NEW YORK -- On his way to the interview room at the Barclays Center on Thursday, De'Aaron Fox crossed paths with Josh Jackson, the prospect taken one spot before him in the NBA Draft. While Jackson's afro made his Phoenix Suns hat a bit of an awkward fit, Fox was wise enough to announce beforehand that he'd like a visor because of his voluminous hair. The Sacramento Kings, of course, provided one. Jackson was jealous.
"It looks good, doesn't it?" Fox said.
Fox, who was selected with the fifth pick, planned well for the biggest night of his life. As well as the visor, he was sporting custom-made shoes with the word "LOVE" on them, which he teased at the previous day's media availability. No one who shook commissioner Adam Silver's hand on the stage had more personality, and no one had a bigger smile when describing what it was like to be drafted.
"Being up here now, emotions kind of change a little bit," Fox said. "You're sitting there anxious waiting to hear your name called, and once it's called, it's like the world lifted off your shoulders, like there's zero gravity. I feel like I'm flying out."
The way Fox was talking, you'd never know he was about to enter the place soon-to-be-former King Rudy Gay referred to as "basketball hell." Fox was one of five point guards taken in the first nine picks, and even compared to the other four -- the Philadelphia 76ers' Markelle Fultz, the Los Angeles Lakers' Lonzo Ball, the New York Knicks' Frank Ntilika and the Dallas Mavericks' Frank Ntilikina -- he has an extremely difficult task ahead of himself: bringing Sacramento back to respectability.
Last season's Kings won 32 games, and that was actually one of their better seasons in the last decade. They haven't reached the playoffs since coach Rick Adelman parted ways with the franchise in 2006, and they have had nine coaches since then. When they traded franchise player DeMarcus Cousins shortly after the All-Star Game ended in February, they were roundly mocked both for what they got in return and the sloppy way in which it was handled.
Dysfunction and ineptitude have defined the organization for years, and that will continue to be the case until Sacramento proves it should be taken seriously. Fox, however, said with a straight face that he wants to turn it into a championship team, adding that he knows the rebuilding process will be a massive change from all the winning he was used to at Kentucky.
"I know it'll take a few years," Fox said. "Nothing changes overnight. But for me it will be different. They asked me about that. But we're just trying to steer this franchise in the right direction."
Fox's fit in Sacramento is obvious. He and guard Buddy Hield, who acquired in the Cousins trade, can potentially be the Kings' version of John Wall and Bradley Beal. This is a team that has been searching for a point guard since it senselessly dumped Isaiah Thomas three years ago, and even before that it seemed like the Kings were trying a different look at that position every season. The fact that Fox knows big men Willie Cauley-Stein and Skal Labissiere from Kentucky is just a bonus.

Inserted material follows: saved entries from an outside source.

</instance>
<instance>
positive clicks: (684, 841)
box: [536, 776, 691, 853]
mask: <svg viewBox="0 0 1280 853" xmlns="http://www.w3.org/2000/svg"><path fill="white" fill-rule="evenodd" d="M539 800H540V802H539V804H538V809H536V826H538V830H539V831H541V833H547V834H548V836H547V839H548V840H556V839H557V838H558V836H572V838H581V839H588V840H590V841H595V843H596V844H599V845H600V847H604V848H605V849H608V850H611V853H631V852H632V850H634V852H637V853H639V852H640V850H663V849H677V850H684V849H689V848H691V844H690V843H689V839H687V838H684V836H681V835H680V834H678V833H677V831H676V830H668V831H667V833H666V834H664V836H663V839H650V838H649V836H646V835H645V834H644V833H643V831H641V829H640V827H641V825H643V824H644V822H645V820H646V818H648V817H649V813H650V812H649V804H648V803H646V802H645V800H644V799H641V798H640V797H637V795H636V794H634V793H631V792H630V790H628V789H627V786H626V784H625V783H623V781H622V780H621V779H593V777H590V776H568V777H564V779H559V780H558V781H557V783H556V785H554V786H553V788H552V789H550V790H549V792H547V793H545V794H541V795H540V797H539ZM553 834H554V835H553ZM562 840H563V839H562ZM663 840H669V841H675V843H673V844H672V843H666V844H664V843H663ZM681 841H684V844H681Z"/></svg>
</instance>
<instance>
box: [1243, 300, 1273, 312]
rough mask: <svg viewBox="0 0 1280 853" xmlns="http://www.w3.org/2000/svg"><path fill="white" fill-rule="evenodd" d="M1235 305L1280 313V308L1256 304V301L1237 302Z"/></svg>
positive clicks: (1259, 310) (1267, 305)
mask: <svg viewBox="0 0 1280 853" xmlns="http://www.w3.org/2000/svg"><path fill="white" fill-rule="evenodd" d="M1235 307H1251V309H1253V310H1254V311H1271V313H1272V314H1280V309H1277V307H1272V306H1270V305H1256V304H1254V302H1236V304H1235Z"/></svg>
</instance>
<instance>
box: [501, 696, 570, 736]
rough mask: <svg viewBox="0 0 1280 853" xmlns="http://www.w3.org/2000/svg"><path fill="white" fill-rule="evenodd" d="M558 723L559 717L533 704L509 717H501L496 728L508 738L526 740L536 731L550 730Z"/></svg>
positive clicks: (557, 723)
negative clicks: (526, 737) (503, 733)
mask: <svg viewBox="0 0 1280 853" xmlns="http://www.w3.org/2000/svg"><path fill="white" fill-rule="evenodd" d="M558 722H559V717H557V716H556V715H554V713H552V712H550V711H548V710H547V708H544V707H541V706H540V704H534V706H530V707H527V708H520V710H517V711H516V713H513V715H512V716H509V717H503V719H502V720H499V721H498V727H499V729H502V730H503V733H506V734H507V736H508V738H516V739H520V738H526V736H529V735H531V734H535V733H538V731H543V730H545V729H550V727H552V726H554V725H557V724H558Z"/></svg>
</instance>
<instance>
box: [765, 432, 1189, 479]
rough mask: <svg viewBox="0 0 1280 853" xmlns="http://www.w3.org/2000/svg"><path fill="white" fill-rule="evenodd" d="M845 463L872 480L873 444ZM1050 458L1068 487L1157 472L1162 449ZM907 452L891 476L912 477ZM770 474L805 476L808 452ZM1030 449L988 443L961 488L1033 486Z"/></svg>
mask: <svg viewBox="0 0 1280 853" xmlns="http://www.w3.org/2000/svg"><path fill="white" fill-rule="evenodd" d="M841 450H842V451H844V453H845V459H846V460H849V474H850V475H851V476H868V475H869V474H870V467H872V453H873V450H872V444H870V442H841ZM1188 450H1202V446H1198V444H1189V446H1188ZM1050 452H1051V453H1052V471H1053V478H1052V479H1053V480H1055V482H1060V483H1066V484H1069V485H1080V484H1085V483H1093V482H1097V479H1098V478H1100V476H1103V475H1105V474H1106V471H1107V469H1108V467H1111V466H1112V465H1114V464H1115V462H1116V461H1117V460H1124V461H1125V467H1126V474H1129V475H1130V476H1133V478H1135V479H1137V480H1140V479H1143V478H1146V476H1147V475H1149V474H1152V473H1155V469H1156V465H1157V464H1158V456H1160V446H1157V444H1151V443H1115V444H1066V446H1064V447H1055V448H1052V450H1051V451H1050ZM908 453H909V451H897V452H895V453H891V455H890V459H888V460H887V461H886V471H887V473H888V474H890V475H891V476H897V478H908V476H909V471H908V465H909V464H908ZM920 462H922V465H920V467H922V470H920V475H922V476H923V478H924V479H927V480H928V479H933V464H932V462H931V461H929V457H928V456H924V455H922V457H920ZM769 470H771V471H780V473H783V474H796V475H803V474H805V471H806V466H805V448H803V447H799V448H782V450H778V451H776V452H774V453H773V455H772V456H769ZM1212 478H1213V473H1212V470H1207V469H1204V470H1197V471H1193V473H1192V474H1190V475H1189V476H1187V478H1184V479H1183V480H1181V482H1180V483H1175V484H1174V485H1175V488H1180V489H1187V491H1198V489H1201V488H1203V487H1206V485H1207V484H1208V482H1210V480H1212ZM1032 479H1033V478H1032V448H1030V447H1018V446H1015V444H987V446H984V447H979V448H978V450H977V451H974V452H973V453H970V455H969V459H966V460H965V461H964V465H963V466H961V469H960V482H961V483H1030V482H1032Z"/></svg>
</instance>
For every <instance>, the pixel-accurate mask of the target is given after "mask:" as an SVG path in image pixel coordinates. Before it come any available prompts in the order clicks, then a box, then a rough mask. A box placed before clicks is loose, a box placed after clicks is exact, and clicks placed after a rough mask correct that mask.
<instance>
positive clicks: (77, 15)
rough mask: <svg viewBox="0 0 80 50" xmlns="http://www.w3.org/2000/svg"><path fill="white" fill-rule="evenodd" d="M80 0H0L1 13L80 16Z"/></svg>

Fox said his defense and speed separates him from the four other highly regarded point guards in his class. Perhaps as important as all that, though, is the first thing he said he'd bring to Sacramento is leadership. Most 19-year-olds can't get away with saying something like that, but with Fox it comes off as confident, not arrogant.
"Sometimes when a team is not doing too well, they probably didn't have the leadership that they wanted," Fox said. "Especially playing the point guard position, usually that's the leader on the team, and I know I'm going to come in, the youngest guy on the team, but just try to earn everybody's respect. I have a few friends that are actually on the team already, so that'll pretty much help me. But just going in there and just being able to lead -- they're in a tough division, a tough conference, but everybody has their jobs, but I just want to come in and be ready to turn it around."
Already, if you squint, you can see the Kings making progress. After the Cousins trade, the trio of Hield, Cauley-Stein and Labissiere showed encouraging signs. The first-round pick that they received in that deal was traded for Nos. 15 and 20 on Thursday, and they came away with high-upside players Justin Jackson and Harry Giles. If you weren't predisposed to think Sacramento was a joke, then you might think of this as simply a young, exciting team. And as for that perception, well, Fox wants to do something about that.
"For me going into the NBA, I know it's going to be tough to change a team, but for me I wanted to come in and be able to affect the game right away," Fox said. "A lot of people say I could be a franchise-changer, and that's what I really want to be."